Department of Internal Medicine, Hospital del Mar-IMIM, Autonomous University of Barcelona and CIBERFES, Instituto Carlos III, Madrid, Spain.
BMJ Open. 2018 Dec 22;8(12):e023959. doi: 10.1136/bmjopen-2018-023959.
The OsteoProbe measures Bone Material Strength Index (BMSi) of cortical bone in living humans using impact microindentation (IMI). Research using this minimally invasive technique is expanding yet, to-date, there have been no reports about its feasibility in the research setting. In this study, we assessed the feasibility and tolerability of using the OsteoProbe in men enrolled in the Geelong Osteoporosis Study.
Cross-sectional analysis of data collected in a population-based study.
Barwon Statistical Division, southeastern Australia, 2016-2018.
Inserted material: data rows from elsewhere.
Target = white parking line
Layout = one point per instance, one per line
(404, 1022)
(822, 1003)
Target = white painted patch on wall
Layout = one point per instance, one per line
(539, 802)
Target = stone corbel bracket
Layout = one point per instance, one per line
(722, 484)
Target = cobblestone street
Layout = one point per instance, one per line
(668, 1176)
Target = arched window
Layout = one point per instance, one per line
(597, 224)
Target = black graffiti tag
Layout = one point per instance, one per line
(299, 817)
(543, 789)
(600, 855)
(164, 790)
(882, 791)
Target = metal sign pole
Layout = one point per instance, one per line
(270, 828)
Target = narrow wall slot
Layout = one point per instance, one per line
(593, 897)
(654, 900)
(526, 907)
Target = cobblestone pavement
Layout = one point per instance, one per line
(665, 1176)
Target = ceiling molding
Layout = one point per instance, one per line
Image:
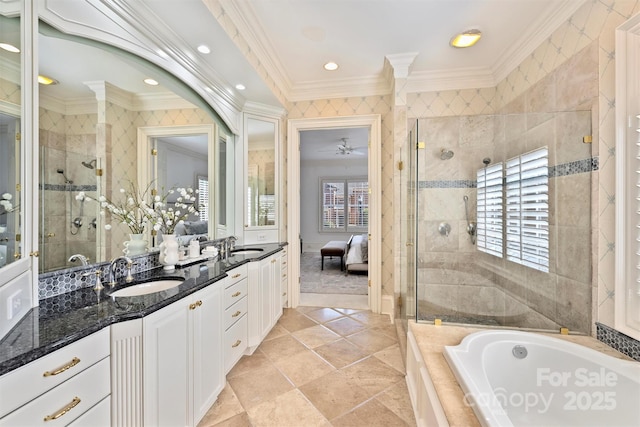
(433, 81)
(248, 26)
(537, 33)
(401, 63)
(342, 88)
For 252 of 345 consecutive participants (ages 33-96 years), BMSi was measured using the OsteoProbe at the mid-tibia. Immediately following measurement, each participant used a Visual Analogue Scale (0-10) to rate the level of discomfort that was anticipated and experienced, their initial reluctance towards the measurement and their willingness to repeat measurement.
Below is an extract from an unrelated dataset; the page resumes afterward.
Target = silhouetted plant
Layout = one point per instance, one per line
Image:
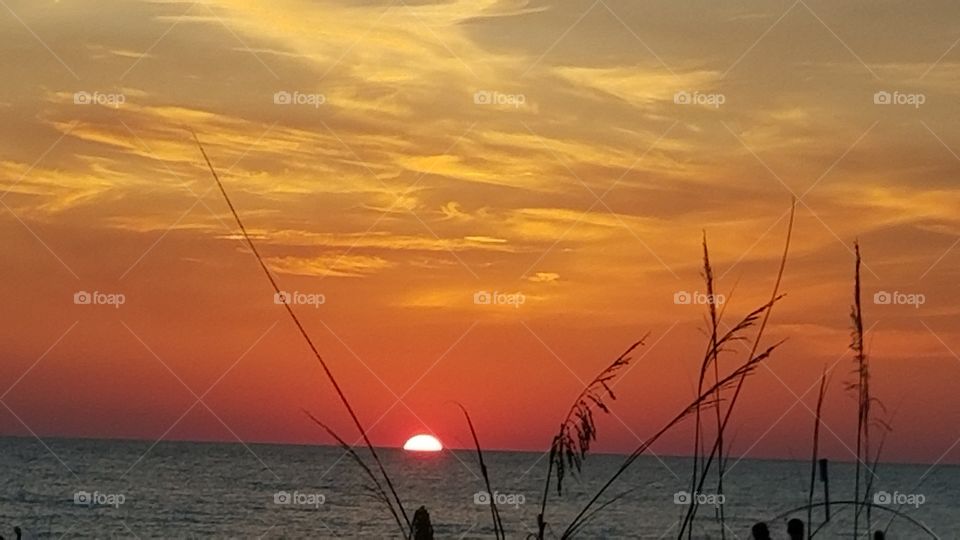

Reasons for non-measurement in 92 men were needle phobia (n=8), discomfort after first indentation (n=5), skin infections (n=21), excessive soft tissues around the mid-tibia region (n=56), inability to provide informed consent (n=2). Among 252 men who had IMI measures, the expectation for pain during measurement was low (1.54±1.56), as was actual pain experienced (0.38±0.71). Reluctance to undergo measurement was low (0.34±0.93). All participants indicated a willingness to have the measurement performed again. Mean (±SD) BMSi was 83.0±6.4 (range 62.3-93.0).
In this study, the procedure was well accepted by participants suggesting that IMI testing with the OsteoProbe is feasible in a research setting.
OsteoProbe通过冲击微压痕法(IMI)测量活体人类皮质骨的骨材料强度指数(BMSi)。使用这种微创技术的研究正在不断扩展,但迄今为止,尚无关于其在研究环境中的可行性的报道。在本研究中,我们评估了在参加吉朗骨质疏松症研究的男性中使用OsteoProbe的可行性和耐受性。
对一项基于人群的研究中收集的数据进行横断面分析。
澳大利亚东南部巴旺统计区,2016 - 2018年。
在345名连续参与者(年龄33 - 96岁)中的252名中,使用OsteoProbe在胫骨中部测量BMSi。测量后,每位参与者立即使用视觉模拟量表(0 - 10)对预期和经历的不适程度、他们最初对测量的抵触情绪以及重复测量的意愿进行评分。
92名男性未进行测量的原因包括针头恐惧症(n = 8)、首次压痕后不适(n = 5)、皮肤感染(n = 21)、胫骨中部区域软组织过多(n = 56)、无法提供知情同意(n = 2)。在进行IMI测量的252名男性中,测量期间对疼痛的预期较低(1.54±1.56),实际经历的疼痛也较低(0.38±0.71)。对接受测量的抵触情绪较低(0.34±0.93)。所有参与者均表示愿意再次进行测量。平均(±标准差)BMSi为83.0±6.4(范围62.3 - 93.0)。
在本研究中,该程序被参与者广泛接受,表明使用OsteoProbe进行IMI测试在研究环境中是可行的。